A variety of press reports indicate that the Federal Bureau of Investigation is looking into intrusions at the voter registration offices of two states during July and August. The two states are Illinois, where the voter registration system was taken offline for two weeks in July, and Arizona, where the voter registration network was down only briefly. The reports indicate that approximately 200,000 records were taken in the Illinois breach but that the hackers failed in their attempt to take data from Arizona.
While federal investigators have not said specifically that the same groups were involved in both attacks, an alert sent to state election officials lists common IP addresses that were used in both attacks. Several third-party sources have identified the attackers as Russians, but U.S. law enforcement sources have not confirmed that.
However, the U.S. government is taking the threat seriously enough that Secretary of Homeland Security Jeh Johnson held a conference call with state election officials on Aug. 15 to discuss the need for increased security of election sites and to encourage state election officials to follow the recommendations of the National Institute of Standards and Technology and the Department of Justice in securing their systems.
“As part of the ongoing effort, the secretary also announced that DHS is convening a Voting Infrastructure Cyber-security Action Campaign with experts from all levels of government and the private sector to raise awareness of cyber-security risks potentially affecting voting infrastructure and promote the security and resilience of the electoral process,” a spokesperson for DHS said as part of the announcement of the call.
For its part, the FBI isn’t providing much detail, which is no surprise since this is still an ongoing investigation. “While we cannot comment on specific alerts, what we can say is that in furtherance of public/private partnerships, the FBI routinely advises private industry of various cyber-threat indicators observed during the course of our investigations. This data is provided in order to help systems administrators guard against the actions of persistent cyber-criminals,” an FBI spokesperson told eWEEK in an email.

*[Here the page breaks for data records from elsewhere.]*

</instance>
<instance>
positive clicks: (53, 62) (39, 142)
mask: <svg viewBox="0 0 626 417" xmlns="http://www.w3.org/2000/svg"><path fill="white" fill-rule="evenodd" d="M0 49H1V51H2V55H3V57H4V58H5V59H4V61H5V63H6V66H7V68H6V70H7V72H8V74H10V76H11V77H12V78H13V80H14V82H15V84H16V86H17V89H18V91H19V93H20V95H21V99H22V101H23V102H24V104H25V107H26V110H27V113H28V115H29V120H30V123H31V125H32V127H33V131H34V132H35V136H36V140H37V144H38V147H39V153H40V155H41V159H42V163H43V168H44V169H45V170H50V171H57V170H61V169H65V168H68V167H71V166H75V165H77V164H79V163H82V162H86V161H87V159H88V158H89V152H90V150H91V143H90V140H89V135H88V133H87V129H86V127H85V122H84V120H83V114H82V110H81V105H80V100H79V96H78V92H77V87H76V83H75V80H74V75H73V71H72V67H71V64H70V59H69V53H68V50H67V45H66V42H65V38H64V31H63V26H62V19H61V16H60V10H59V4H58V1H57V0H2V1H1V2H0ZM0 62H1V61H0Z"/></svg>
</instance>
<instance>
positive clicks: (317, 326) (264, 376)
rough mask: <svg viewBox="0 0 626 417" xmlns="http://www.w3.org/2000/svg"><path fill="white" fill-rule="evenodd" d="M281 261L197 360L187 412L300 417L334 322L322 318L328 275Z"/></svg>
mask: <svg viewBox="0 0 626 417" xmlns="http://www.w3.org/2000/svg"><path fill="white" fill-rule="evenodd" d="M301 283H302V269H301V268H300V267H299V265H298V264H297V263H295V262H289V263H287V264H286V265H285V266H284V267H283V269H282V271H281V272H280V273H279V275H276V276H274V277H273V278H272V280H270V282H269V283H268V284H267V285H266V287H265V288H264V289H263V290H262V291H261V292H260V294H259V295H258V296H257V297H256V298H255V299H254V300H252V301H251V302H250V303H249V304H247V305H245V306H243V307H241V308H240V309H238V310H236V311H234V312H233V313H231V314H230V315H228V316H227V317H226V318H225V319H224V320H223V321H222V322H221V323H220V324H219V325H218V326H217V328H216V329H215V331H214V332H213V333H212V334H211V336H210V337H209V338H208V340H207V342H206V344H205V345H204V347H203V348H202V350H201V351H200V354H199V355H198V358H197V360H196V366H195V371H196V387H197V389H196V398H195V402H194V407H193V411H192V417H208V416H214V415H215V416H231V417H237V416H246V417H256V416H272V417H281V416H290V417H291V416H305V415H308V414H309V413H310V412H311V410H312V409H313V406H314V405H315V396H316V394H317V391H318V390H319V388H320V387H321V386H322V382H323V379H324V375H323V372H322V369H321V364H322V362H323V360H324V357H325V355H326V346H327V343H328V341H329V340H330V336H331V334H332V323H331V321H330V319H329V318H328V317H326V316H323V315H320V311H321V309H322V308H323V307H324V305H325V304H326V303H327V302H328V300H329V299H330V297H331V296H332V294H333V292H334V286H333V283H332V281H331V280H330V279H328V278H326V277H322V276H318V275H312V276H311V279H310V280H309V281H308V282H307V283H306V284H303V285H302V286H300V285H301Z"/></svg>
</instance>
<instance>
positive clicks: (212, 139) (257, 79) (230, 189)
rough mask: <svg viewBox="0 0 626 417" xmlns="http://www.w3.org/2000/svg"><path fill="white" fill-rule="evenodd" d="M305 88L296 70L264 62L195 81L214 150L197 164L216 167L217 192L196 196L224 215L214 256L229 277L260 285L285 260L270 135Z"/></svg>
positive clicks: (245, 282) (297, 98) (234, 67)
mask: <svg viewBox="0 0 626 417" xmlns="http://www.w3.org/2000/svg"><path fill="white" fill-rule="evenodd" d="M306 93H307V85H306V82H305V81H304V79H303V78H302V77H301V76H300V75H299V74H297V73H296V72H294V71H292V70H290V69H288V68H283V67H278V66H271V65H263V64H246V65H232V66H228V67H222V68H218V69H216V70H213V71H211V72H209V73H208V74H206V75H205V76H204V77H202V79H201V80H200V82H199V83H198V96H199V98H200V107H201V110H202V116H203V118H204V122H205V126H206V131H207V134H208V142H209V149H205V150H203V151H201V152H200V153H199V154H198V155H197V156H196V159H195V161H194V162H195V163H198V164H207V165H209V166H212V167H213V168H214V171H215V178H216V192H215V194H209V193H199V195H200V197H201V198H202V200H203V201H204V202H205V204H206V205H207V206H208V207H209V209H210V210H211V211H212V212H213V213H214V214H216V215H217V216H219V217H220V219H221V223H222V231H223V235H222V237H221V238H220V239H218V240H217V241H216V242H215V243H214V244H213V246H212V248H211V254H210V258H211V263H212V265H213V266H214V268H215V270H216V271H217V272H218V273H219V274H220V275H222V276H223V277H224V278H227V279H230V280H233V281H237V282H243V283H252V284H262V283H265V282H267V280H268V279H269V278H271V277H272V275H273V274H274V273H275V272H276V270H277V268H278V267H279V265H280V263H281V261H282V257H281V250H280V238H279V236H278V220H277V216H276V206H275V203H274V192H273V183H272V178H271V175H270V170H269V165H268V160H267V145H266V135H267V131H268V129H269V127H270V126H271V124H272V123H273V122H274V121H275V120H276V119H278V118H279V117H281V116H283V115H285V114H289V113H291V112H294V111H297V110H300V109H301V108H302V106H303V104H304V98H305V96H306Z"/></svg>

The next question now becomes one of why the hackers were trying to break into voter registration databases. The most likely answer is that it was a routine attack aimed at identity theft. Voter registration databases may contain a significant amount of personal information that can be used in conjunction with other information that’s already been taken from other compromised systems, or it may provide enough information on its own. Depending on the state, the database may contain driver’s license information, social security numbers, full names and addresses, and the like.
But there’s another possibility that’s much more unsettling. Suppose the voter registration breach is just one part of an attempt to influence the upcoming election in the United States? The information in voter registration data, combined with information taken in the breach of the Democratic Party, and in breaches of other political organizations may be enough to form the baseline data for a sophisticated attack on the election itself.
Foreign Hackers Allegedly Breach 2 State Election Databases
According to a study by the Institute for Critical Infrastructure Technology, the voting system in the United States is highly vulnerable. According to James Scott, a senior fellow at the institute, the shift to electronic voting machines following the contested Bush/Gore election resulted in broad reliance on voting machines with little security. Some of these machines are so insecure that they can be attacked through known vulnerabilities using WiFi operated by an attacker in the parking lot near the polling station.
Tyler Cohen Wood, former Defense Intelligence Agency deputy division chief, said that a more significant threat probably exists in the areas where votes are consolidated by county and state election offices. Vulnerabilities exist through insider threats, the supply chain (including where voting machines are serviced and updated) and through the networks where poll results are tallied.
“We’ve gone from the hanging chad to where, for the most part, everything is electronic,” said Wood, who is currently cyber-security advisor at Inspired eLearning. “If devices are connected and if there are vulnerabilities, it’s possible for hackers to get in and change the voting.”
An additional threat pointed out by Scott is that a series of persistent attacks and data exfiltration can undermine the faith in the voting process. While that might not actually change any votes, it can give rise to credibility among those who claim that the voting system is rigged. An increase in such credibility can cause delays through recounts, investigations, legal action and other challenges that could bring chaos to the voting in important elections.
Unfortunately, a great deal boils down to the motives of the alleged Russian hackers who broke into the voter registration database in Illinois. Was it just a poorly executed attempt at identity theft, or something much more sinister? Until more is known about the attackers, it’s impossible to say.
But what it does mean is that in this age of state budget shortfalls, it’s still necessary to find the money to improve voting security. While voting security has been a key part of elections in the United States, that doesn’t mean that those elections are necessarily secure. But the states need to find a way to make voting as secure as it can be.